Figure 2. Relation entre la Balanced Scorecard et Six Sigma La valeur pratique du modèle esquissé est illustré notamment par le fait que Philips Medical Systems (PMS) et Viterra Energy Services utilisent une approche similaire. Au sein de PMS, aussi bien Six Sigma (qui porte ici le nom d’application MEDIC) que la partie Balanced Scorecard font partie du programme qualitatif Business Excellence through Speed en Teamwork (BEST). La base de ce programme est constituée du modèle EFQM, la variante européenne du modèle INK. Dans ce cadre la Balanced Scorecard est utilisée au sein des domaines d’attention leadership, stratégie & politique pour la mesure des résultats, tandis que Six Sigma cible l’amélioration des processus. La Balanced Scorecard et Six Sigma occupent ici la même position que celle esquissée dans la figure 2. Le fait que le modèle INK joue un rôle central au sein du modèle qualitatif de Philips n’est pas étonnant si l’on pense que cette entreprise a été en partie à l’initiative de ce modèle dans les années 1980. Contrairement à la Balanced Scorcard, les modèles INK et ISO ne sont pas considérés comme absolument nécessaires pour l’application de Six Sigma. Ils peuvent toutefois jouer un rôle de soutien au sein du programme Six Sigma et il est logique de les utiliser quand une des deux méthodes est déjà utilisée dans l’organisation.
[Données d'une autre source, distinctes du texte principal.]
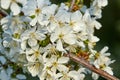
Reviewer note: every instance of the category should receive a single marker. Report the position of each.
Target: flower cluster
(36, 34)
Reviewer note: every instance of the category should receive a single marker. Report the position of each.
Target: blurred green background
(109, 34)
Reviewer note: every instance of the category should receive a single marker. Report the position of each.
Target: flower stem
(91, 67)
(72, 4)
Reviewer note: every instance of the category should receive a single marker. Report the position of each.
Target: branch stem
(91, 67)
(72, 4)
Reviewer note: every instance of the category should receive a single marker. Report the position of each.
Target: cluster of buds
(37, 34)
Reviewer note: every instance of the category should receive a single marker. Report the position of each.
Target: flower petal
(63, 60)
(15, 8)
(5, 4)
La constatation précédente soulève la question de savoir si dans les prochaines années, Six Sigma ne va complètement dépasser le modèle INK en tant qu’instrument de management. Étant donné la popularité croissante de Six Sigma, ce scénario semble relativement probable. En tant qu’instrument d’évaluation, le modèle INK semble, par contre, promis à une plus longue vie et cela en raison, notamment, du fait que le modèle INK offre la possibilité de procéder de manière claire et uniforme et à benchmark avec d’autres entreprises. Le modèle INK revient ainsi à sa vocation d’origine. Sous cet angle, ISO 9001:2000 a moins à craindre de Six Sigma. Non seulement en raison du fait que la norme ISO 9001:2000 est étroitement imbriquée dans le management de nombreuses entreprises, mais aussi en raison du fait que l’aspect de garantie y est élaboré de manière plus concrète que dans la méthode DMAIC standard de Six Sigma.